The first paper, published in the latest issue of Nature Biotechnology, is from Mark Styczynski et al. The title is “BLOSUM62 miscalculations improve search performance“. I must say that I was very surprised to see a paper like this. BLOSUM substitution matrices are widely used throughout bioinformatics. In particular the BLOSUM62 version is popular as it is used per default in NCBI’s protein BLAST applications. I am a heavy user of BLOSUM matrices myself; on my computer it is the BLOSUM45 matrix doing most of the protein comparison work. In case you wonder what I am talking about: When you want to compare protein sequences, it is not good enough to just score identical or non-identical residues – you need some measure of amino acid similarity. For this purpose, you (or rather your program) turns to a ‘similarity matrix’, a.k.a. ‘substitution matrix, which tabulates a similarity value for each possible amino acid comparison. Initially, a number of different similarity matrices have been tried. It soon turned out that the best performance was obtained from matrices that do not score some kind of physical similarity between amino acids, but rather the frequency of one amino acid being substituted by evolution for another one. For example, you often find Leucine replacing Isoleucine (resulting in a good score for the pair Leu:Ile) but you rarely find Leucine replacing Aspartate (resulting in a bad score for Leu:Asp). In 1992, Steven and Jorja Henikoff analysed a large number of amino acid substitutions in a database of sequence alignments at varying evolutionary distances. The result of this analysis was the BLOSUM series of substitution matrices, with the most popular BLOSUM62 being derived from sequence alignments with more than 62% sequence identity (if I remember correctly).

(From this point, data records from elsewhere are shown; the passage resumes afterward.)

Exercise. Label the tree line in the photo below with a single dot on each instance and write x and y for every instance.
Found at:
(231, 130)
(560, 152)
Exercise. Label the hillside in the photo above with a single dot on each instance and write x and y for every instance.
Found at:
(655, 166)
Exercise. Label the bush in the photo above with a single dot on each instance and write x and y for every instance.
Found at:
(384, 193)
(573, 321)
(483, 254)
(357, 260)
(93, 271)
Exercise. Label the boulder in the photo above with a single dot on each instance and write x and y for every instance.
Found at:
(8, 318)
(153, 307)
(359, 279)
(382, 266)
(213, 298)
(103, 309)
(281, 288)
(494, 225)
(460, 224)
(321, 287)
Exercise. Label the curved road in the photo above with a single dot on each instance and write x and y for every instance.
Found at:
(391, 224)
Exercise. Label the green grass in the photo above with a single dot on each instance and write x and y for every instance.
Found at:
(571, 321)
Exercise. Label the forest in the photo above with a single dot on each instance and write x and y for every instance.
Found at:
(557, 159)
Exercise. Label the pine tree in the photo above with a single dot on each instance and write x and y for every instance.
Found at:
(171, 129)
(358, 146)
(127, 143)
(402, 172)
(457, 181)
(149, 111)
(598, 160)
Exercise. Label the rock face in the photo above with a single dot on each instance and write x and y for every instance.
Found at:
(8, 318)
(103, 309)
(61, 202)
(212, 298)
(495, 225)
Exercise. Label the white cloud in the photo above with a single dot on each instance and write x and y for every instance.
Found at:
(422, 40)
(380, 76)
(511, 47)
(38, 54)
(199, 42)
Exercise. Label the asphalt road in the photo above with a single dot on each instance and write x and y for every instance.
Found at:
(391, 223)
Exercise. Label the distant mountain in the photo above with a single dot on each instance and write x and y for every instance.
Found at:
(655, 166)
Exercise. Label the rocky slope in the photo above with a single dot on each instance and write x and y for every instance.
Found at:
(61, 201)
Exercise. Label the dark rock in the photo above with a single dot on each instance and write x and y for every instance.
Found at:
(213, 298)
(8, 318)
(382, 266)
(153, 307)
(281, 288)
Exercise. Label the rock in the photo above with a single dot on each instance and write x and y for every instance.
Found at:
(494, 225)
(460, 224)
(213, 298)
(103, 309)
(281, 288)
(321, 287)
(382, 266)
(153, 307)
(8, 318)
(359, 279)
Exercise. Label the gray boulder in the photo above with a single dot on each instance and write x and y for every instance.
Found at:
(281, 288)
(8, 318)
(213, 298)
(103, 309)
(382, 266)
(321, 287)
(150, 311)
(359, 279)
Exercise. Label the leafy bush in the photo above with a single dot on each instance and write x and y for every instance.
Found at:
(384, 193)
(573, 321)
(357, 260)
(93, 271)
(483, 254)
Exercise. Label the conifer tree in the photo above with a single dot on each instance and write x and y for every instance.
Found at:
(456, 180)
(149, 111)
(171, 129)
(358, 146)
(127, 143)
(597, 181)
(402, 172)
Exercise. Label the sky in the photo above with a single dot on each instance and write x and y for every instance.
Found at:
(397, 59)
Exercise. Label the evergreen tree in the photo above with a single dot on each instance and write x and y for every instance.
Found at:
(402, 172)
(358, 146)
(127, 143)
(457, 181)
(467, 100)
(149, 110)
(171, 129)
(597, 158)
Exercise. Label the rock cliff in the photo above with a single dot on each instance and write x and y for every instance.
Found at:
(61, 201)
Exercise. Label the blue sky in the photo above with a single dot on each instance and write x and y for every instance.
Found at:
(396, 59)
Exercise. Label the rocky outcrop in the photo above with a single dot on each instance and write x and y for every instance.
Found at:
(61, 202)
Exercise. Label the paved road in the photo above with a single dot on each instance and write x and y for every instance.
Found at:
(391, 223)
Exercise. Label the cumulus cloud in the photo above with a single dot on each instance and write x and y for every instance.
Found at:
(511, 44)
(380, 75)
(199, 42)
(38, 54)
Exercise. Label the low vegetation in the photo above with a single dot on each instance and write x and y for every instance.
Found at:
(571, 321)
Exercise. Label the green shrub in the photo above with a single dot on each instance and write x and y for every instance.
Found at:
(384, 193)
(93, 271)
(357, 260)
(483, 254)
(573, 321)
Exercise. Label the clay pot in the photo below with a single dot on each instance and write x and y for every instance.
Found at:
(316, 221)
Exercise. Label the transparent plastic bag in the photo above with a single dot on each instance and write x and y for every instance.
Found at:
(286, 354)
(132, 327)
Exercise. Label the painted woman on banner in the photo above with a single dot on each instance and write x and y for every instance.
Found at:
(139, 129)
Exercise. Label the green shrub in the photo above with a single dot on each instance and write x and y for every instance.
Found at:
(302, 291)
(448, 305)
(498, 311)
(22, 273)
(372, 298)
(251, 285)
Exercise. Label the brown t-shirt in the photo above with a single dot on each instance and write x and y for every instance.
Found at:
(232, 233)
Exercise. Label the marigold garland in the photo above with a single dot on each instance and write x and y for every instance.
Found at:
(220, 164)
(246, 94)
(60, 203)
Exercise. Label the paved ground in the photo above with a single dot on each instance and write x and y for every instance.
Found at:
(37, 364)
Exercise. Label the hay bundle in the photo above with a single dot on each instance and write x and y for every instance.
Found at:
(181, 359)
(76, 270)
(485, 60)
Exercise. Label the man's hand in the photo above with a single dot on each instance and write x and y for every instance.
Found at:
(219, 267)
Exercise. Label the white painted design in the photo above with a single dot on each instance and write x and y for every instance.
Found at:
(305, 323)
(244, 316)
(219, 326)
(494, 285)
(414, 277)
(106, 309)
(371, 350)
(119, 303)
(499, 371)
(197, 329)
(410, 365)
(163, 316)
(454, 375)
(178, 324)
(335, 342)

Now, 16 years later, Styczynski et al apparently found a bug in the program used by the Henikoffs to calculate the BLOSUM matrices. In their paper, the authors describe a re-calculated ‘correct’ version of the BLOSUM62 matrix and compare it with the ‘wrong’ Henikoff version for its performance in sequence comparison applications. Most surprisingly, they report that the original BLOSUM62 version performs better than the correct one!
Here is a quote from the Styczynski paper:
We find it interesting that the BLOSUM62 matrix is used every day (and more interesting still that its derivation is a common topic in computational biology classes), and yet we can find no previously published mention of any of the errors discussed here. We did find that some of the errors were fixed in later tangential work by the original authors, but the ‘correct’ matrices have never been published or adopted. We also note that the existence of statistically significant improvements due to (essentially random) software errors supports the notion that there is significant room for improvement in our understanding of protein evolution. Of course, software errors are quite common and nothing special; however, it is at least a curiosity that these errors stayed buried for so long and have been improving BLAST searches (ever so marginally) for the past 15 years.
Maybe someone should have a look at the BLAST sources and try to find the bug that makes BLAST perform so well.